Nevertheless, I am a Christian and the I believe the issues I write about are Christian issues. Pursuing justice, caring for the poor, and preserving the earth should be much higher priorities for the church.
I’m with Archbishop Rowan Williams on this one, who was asked in an interview this week how churches should respond to recession:
The Churches can do two things, I think. One is of course what they always do in the circumstances and try to rally around in practical ways to assist those who are most vulnerable. And that may be through working in community regeneration, maybe through education, it may be through microfinance, which is a great interest of mine… The second way in which the Church has to act, I would say, is in keeping before the people the question what is wealth for, what is the nature of real prosperity? And does prosperity demand an endless spiral of material economic growth?

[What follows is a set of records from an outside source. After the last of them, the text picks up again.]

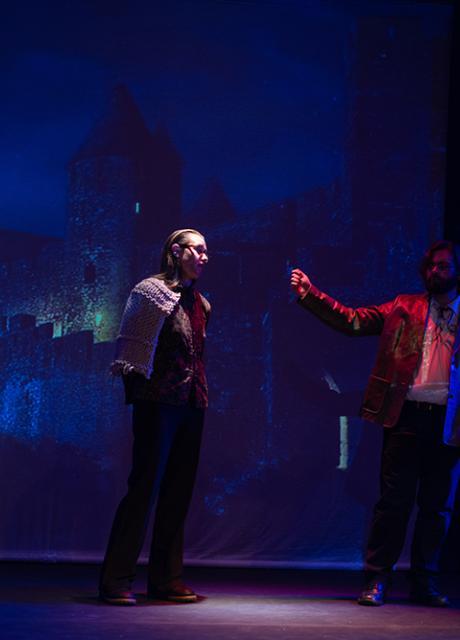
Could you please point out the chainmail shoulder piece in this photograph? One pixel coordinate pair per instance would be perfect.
(149, 303)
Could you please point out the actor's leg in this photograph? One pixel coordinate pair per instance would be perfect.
(398, 484)
(399, 473)
(166, 552)
(154, 431)
(436, 497)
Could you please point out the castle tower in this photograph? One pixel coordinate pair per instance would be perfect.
(114, 200)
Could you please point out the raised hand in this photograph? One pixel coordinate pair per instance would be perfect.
(300, 282)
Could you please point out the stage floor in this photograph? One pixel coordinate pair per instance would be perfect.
(59, 601)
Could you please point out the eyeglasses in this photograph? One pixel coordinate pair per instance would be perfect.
(441, 266)
(200, 250)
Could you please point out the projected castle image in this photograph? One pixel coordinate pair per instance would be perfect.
(360, 236)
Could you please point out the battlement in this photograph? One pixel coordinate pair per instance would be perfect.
(26, 346)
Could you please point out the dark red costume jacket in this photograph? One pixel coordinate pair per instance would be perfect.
(401, 326)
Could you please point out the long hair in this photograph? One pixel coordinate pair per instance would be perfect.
(169, 264)
(439, 245)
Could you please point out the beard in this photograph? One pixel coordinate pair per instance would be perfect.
(435, 284)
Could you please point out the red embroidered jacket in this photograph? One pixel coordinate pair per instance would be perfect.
(401, 326)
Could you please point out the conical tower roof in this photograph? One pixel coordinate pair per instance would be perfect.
(120, 132)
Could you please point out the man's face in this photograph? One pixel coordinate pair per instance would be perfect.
(194, 257)
(441, 275)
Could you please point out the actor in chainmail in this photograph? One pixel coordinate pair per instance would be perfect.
(159, 354)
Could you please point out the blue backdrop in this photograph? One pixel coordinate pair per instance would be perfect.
(306, 134)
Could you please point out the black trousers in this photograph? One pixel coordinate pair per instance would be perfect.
(166, 450)
(416, 467)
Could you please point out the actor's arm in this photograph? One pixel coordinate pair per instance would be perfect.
(363, 321)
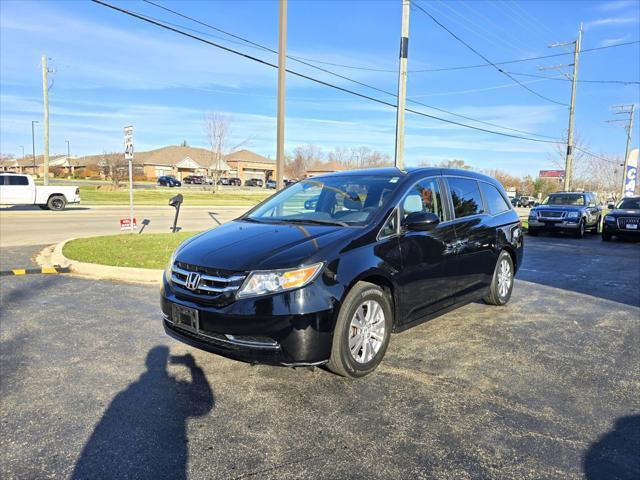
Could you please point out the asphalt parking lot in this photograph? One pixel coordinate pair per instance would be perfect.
(547, 387)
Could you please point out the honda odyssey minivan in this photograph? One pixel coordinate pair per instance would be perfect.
(325, 270)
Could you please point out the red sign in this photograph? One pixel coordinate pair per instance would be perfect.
(551, 174)
(125, 224)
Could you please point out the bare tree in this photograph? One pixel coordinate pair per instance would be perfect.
(218, 130)
(114, 167)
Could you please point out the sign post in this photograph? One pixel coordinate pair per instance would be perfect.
(128, 155)
(630, 174)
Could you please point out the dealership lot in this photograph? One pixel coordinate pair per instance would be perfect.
(547, 387)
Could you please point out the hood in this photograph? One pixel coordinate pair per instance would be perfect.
(564, 208)
(623, 212)
(243, 246)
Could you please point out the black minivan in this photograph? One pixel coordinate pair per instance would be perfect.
(325, 270)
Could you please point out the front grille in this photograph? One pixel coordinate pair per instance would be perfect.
(624, 221)
(210, 284)
(552, 214)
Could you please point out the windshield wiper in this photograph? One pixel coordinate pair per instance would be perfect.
(315, 221)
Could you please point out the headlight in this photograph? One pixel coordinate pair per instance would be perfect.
(167, 270)
(263, 283)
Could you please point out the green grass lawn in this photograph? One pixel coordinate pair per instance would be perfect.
(89, 194)
(151, 250)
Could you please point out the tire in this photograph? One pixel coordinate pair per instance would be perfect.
(362, 306)
(57, 203)
(502, 281)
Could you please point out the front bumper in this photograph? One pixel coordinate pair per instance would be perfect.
(280, 329)
(551, 226)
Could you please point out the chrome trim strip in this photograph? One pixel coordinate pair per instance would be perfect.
(206, 288)
(209, 278)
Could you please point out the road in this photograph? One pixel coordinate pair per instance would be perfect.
(32, 226)
(546, 387)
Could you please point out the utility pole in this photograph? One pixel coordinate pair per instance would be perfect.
(33, 144)
(45, 95)
(568, 168)
(625, 110)
(402, 85)
(282, 72)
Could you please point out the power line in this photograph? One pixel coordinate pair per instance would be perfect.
(316, 80)
(483, 57)
(386, 92)
(366, 67)
(620, 82)
(528, 59)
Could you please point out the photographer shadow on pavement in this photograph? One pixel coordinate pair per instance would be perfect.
(142, 434)
(616, 455)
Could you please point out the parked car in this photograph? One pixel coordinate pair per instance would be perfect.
(169, 181)
(382, 250)
(623, 220)
(19, 189)
(194, 180)
(254, 182)
(573, 212)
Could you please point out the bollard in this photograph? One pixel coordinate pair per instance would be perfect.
(176, 202)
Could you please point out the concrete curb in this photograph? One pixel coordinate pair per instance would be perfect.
(53, 255)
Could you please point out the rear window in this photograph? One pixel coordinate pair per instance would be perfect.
(17, 180)
(466, 197)
(495, 201)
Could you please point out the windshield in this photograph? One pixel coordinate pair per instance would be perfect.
(336, 200)
(629, 203)
(564, 199)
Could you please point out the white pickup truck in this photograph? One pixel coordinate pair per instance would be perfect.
(18, 189)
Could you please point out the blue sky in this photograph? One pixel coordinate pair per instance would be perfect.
(112, 70)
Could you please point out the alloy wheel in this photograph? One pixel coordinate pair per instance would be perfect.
(366, 332)
(504, 278)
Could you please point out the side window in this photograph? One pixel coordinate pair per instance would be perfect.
(18, 180)
(495, 201)
(424, 196)
(391, 226)
(465, 195)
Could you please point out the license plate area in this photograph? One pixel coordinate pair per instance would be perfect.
(185, 317)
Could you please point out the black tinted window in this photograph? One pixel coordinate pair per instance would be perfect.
(495, 201)
(423, 197)
(18, 180)
(465, 195)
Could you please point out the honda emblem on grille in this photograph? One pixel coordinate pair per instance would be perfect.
(193, 280)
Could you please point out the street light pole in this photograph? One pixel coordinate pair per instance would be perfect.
(402, 85)
(33, 144)
(282, 72)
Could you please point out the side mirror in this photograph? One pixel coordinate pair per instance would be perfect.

Lots of churches are involved in community building and practical action on poverty, both global and local. We’re less good at the broader economic questions, but I was pleased to see that Chelmsford Cathedral is hosting a series of lectures on the economy, including an evening on ‘prosperity without growth’.
I was also sent the draft text of a new convention last week. The Lausanne Congresses have been attempts to hammer out some common theology for the worldwide church. The latest one took place this month and its impact remains to be seen (Krish Kandiah sums it up here), but the draft commitment adds some useful words on consumerism and the environment:
Love for God’s creation demands that we repent of our part in the destruction, waste and pollution of the earth’s resources and our collusion in the toxic idolatry of consumerism. Instead, we commit ourselves to urgent and prophetic ecological responsibility. We support Christians whose particular missional calling is to environmental advocacy and action and those committed to godly fulfilment of the mandate to provide for human needs from the abundance of God’s creation.
Strong words, but I hope it survives the drafting process. And if we can agree to stand against consumerism, commit to prophetic ecological action, and ‘keep before the people’ the question of what wealth is for, then I guess this is a Christian blog after all.